Bitcoin Dips Below Production Cost
This assessment comes at a time when market sentiment remains fragile. Bitcoin recently fell below its estimated production cost of around $77,000. Historically, this level has been considered a “soft floor” during downturns. However, the latest pullback has further reinforced the cautious atmosphere following the sharp correction in the last quarter of the previous year.
This picture suggests that a new bullish wave will only be possible with a strong catalyst.
Shift in Power from Retail to Institutional
According to JPMorgan’s base case, the next bull cycle will differ from previous retail-led rallies. Today, approximately 65% of large-scale Bitcoin transactions are executed by institutional investors.
Additionally, the significant decline in 30-day realized volatility on an annualized basis points to more balanced capital flows and reduced speculative fluctuations. In 2025, a record $130 billion flowed into digital asset products. The bank forecasts that this figure could increase even further in 2026 if regulatory clarity is achieved.

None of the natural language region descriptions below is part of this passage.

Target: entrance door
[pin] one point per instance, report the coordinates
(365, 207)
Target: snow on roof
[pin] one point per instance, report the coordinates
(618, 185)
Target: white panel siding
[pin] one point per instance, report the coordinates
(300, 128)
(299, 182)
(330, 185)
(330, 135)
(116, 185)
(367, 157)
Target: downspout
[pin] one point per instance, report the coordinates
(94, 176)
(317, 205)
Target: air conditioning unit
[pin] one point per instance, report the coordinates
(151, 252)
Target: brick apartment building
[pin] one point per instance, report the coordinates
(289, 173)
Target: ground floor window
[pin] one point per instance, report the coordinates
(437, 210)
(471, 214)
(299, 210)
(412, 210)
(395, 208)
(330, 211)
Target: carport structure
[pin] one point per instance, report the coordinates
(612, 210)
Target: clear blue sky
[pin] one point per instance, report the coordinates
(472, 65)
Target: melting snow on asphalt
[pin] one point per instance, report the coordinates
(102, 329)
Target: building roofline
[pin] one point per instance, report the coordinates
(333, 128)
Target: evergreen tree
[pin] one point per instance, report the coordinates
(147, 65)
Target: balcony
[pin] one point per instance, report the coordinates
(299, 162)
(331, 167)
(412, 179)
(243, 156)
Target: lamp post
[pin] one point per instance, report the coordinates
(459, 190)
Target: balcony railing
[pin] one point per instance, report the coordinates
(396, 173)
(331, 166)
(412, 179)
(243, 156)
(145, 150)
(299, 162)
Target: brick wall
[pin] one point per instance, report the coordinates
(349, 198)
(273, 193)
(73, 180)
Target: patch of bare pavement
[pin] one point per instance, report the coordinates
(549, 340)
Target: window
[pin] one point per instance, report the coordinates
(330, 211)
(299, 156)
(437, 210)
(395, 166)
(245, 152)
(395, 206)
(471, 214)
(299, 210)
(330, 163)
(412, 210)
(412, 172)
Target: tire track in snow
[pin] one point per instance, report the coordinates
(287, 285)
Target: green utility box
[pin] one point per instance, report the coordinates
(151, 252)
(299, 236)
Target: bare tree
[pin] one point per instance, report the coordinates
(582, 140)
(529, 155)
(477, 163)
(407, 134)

This capital is not expected to be limited to spot purchases alone; it is anticipated to extend into venture capital investments, mergers and acquisitions, as well as initial public offerings of crypto exchanges, payment companies, and blockchain infrastructure firms.
Determining Factor: Market Structure Legislation
At the center of the forecasts lies federal-level market structure reform. The Digital Asset Market Clarity Act introduced in the House of Representatives aims to assign primary oversight of digital commodity spot markets to the CFTC while preserving the SEC’s authority over investment contracts.
On the Senate side, the Responsible Financial Innovation Act proposes a more hybrid model. Under this framework, certain tokens would fall under CFTC oversight, while periodic reporting obligations to the SEC could continue in cases involving capital raising.
Previously introduced, the Financial Innovation and Technology for the 21st Century Act aimed to reduce jurisdictional confusion by defining categories such as “permitted payment stablecoins.”
In summary, according to JPMorgan, there is potential for a strong crypto rally in the second half of 2026; however, the realization of this scenario appears to depend on regulatory clarity emerging from Washington.